With reference to FIG.4, a flowchart illustrates an exemplary method that may be performed to process speech utterances 38 by the speech system 10 using the stored context data 34. The speech utterances 38 are communicated by the HMI module 16 during an automation mode of an autonomous vehicle system 14. As can be appreciated, the method may be scheduled to run at predetermined time intervals or scheduled to run based on an event (e.g., an event created by a user speaking).
In various embodiments, the method may begin at 200. The speech utterance 38 is received at 210. The context based grammar is determined from the context data 34 stored in the context data datastore 36 at 220. The speech utterance 38 is processed based on the context based grammar at 240 to determine one or more recognized results at 230.

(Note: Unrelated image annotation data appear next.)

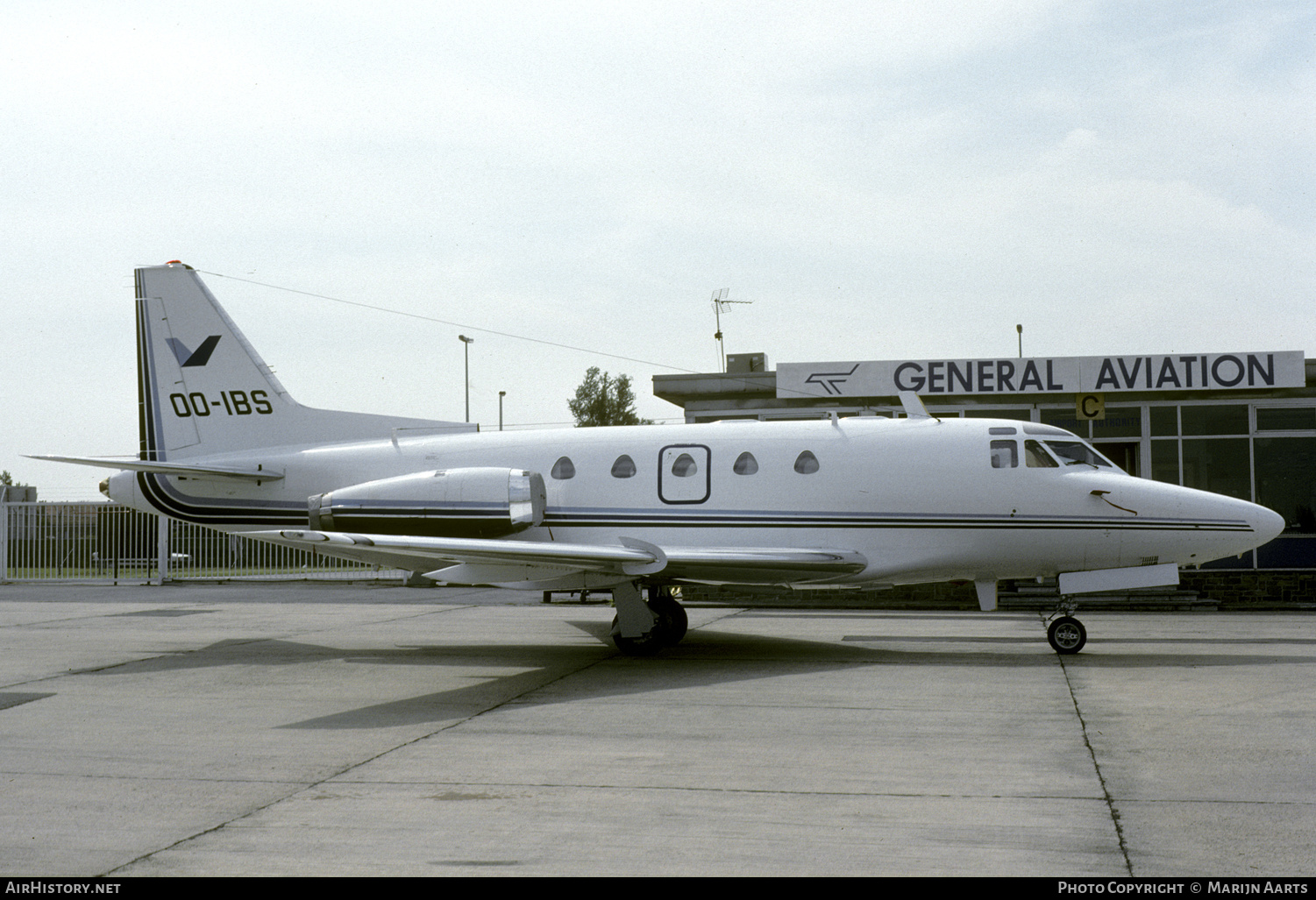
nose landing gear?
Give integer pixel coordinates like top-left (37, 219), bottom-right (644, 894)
top-left (1046, 616), bottom-right (1087, 656)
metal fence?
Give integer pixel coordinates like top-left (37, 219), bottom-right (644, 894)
top-left (0, 503), bottom-right (407, 585)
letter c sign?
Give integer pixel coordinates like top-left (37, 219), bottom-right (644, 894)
top-left (1074, 393), bottom-right (1106, 421)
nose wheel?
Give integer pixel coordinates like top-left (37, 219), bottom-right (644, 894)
top-left (1046, 616), bottom-right (1087, 656)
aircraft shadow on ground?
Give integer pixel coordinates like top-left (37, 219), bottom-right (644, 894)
top-left (67, 621), bottom-right (1316, 729)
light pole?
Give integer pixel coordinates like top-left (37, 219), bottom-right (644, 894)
top-left (457, 334), bottom-right (475, 421)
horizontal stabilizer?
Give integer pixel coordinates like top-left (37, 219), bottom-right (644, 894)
top-left (28, 454), bottom-right (283, 482)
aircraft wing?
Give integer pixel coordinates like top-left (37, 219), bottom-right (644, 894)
top-left (25, 453), bottom-right (283, 482)
top-left (247, 530), bottom-right (867, 585)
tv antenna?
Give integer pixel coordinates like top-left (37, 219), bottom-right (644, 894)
top-left (714, 288), bottom-right (754, 372)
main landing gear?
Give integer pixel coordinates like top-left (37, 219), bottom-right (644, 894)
top-left (612, 585), bottom-right (690, 656)
top-left (1046, 601), bottom-right (1087, 656)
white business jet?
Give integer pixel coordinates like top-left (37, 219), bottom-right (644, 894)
top-left (41, 262), bottom-right (1283, 654)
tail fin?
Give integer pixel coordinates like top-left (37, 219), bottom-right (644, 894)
top-left (136, 262), bottom-right (476, 462)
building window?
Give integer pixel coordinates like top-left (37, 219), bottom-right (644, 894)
top-left (1254, 436), bottom-right (1316, 535)
top-left (1148, 407), bottom-right (1179, 436)
top-left (1183, 439), bottom-right (1251, 500)
top-left (1256, 407), bottom-right (1316, 431)
top-left (732, 450), bottom-right (758, 475)
top-left (1179, 402), bottom-right (1248, 436)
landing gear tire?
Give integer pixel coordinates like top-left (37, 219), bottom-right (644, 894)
top-left (1046, 616), bottom-right (1087, 656)
top-left (612, 588), bottom-right (690, 656)
top-left (649, 588), bottom-right (690, 648)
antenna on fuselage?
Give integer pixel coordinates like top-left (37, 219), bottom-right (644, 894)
top-left (898, 391), bottom-right (941, 422)
top-left (714, 288), bottom-right (754, 372)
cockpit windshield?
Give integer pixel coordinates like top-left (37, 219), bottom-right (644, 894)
top-left (1046, 441), bottom-right (1114, 469)
top-left (990, 423), bottom-right (1122, 472)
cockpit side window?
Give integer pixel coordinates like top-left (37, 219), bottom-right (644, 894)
top-left (991, 441), bottom-right (1019, 469)
top-left (1024, 441), bottom-right (1059, 469)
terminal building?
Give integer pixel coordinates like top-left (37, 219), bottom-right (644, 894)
top-left (652, 351), bottom-right (1316, 606)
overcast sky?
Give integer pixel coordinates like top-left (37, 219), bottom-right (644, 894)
top-left (0, 0), bottom-right (1316, 500)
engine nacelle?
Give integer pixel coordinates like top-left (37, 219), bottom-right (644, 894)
top-left (307, 467), bottom-right (544, 538)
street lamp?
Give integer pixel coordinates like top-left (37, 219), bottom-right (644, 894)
top-left (457, 334), bottom-right (475, 421)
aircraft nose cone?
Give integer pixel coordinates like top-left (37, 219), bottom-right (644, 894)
top-left (1248, 504), bottom-right (1284, 546)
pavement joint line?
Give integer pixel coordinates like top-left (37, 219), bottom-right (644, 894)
top-left (1042, 641), bottom-right (1135, 877)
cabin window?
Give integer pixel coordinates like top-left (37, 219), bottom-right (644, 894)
top-left (795, 450), bottom-right (819, 475)
top-left (672, 453), bottom-right (699, 478)
top-left (732, 450), bottom-right (758, 475)
top-left (991, 441), bottom-right (1019, 469)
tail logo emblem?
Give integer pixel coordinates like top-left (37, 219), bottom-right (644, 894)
top-left (165, 334), bottom-right (221, 368)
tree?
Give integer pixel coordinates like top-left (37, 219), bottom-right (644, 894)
top-left (567, 365), bottom-right (654, 428)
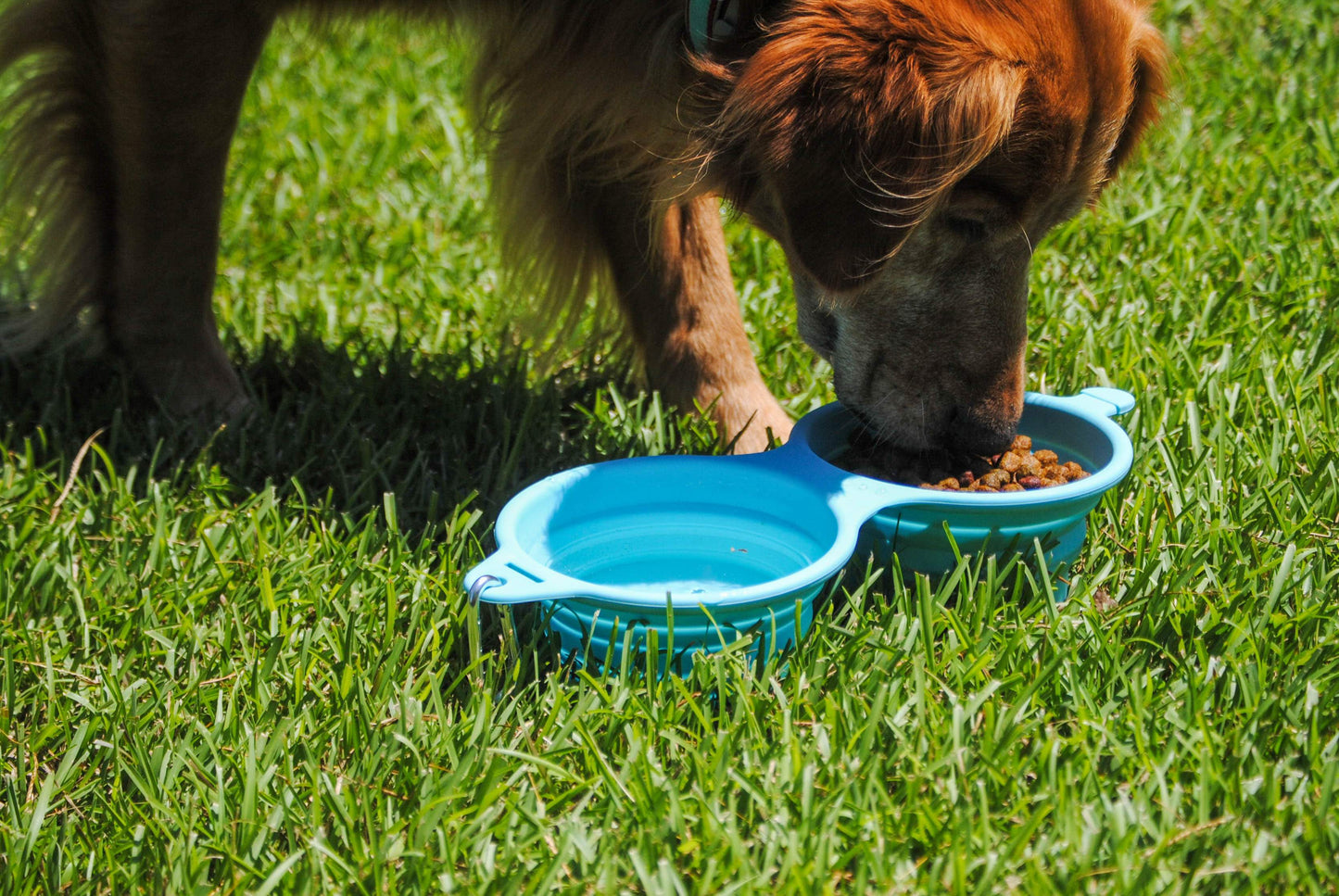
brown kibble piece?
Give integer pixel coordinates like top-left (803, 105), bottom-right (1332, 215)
top-left (835, 425), bottom-right (1089, 491)
top-left (1060, 461), bottom-right (1087, 482)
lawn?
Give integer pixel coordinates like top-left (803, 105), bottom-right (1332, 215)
top-left (0, 0), bottom-right (1339, 893)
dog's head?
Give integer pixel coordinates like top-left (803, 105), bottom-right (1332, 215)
top-left (701, 0), bottom-right (1164, 454)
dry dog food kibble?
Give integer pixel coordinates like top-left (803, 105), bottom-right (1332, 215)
top-left (837, 431), bottom-right (1089, 491)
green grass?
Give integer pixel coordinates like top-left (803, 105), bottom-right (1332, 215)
top-left (0, 0), bottom-right (1339, 893)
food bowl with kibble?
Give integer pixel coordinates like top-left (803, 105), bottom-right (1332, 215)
top-left (464, 388), bottom-right (1134, 674)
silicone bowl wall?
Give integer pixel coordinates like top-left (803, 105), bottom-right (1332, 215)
top-left (485, 455), bottom-right (854, 673)
top-left (539, 583), bottom-right (824, 675)
top-left (801, 397), bottom-right (1128, 600)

Thereafter, the intent is determined from the context data 34 stored in the context data datastore 36 (and optionally based on the recognized results) at 240. The dialog is then determined from the context data datastore 36 (and optionally based on the intent and the recognized results) at 250. The dialog and the recognized results are then processed to determine the dialog prompt 41 at 260. The dialog prompt 41 is then generated and communicated back to the vehicle 12 through the HMI module 16 at 270. Thereafter, the method may end at 280.
With reference to
In various embodiments, the method may begin at 300. The dialog prompt 41 is received at 310. The dialog prompt 310 is communicated to the user via the HMI module 16 at 320. If the prompt is associated with a vehicle action (e.g., turn left, change lanes, etc.) at 330, the action is communicated to the autonomous vehicle system 14 at 340 and the autonomous vehicle system 14 selectively controls the vehicle 12 such that the action occurs 350. Thereafter, the method may end at 360.
While at least one exemplary embodiment has been presented in the foregoing detailed description, it should be appreciated that a vast number of variations exist. It should also be appreciated that the exemplary embodiment or exemplary embodiments are only examples, and are not intended to limit the scope, applicability, or configuration of the disclosure in any way. Rather, the foregoing detailed description will provide those skilled in the art with a convenient road map for implementing the exemplary embodiment or exemplary embodiments. It should be understood that various changes can be made in the function and arrangement of elements without departing from the scope of the disclosure as set forth in the appended claims and the legal equivalents thereof.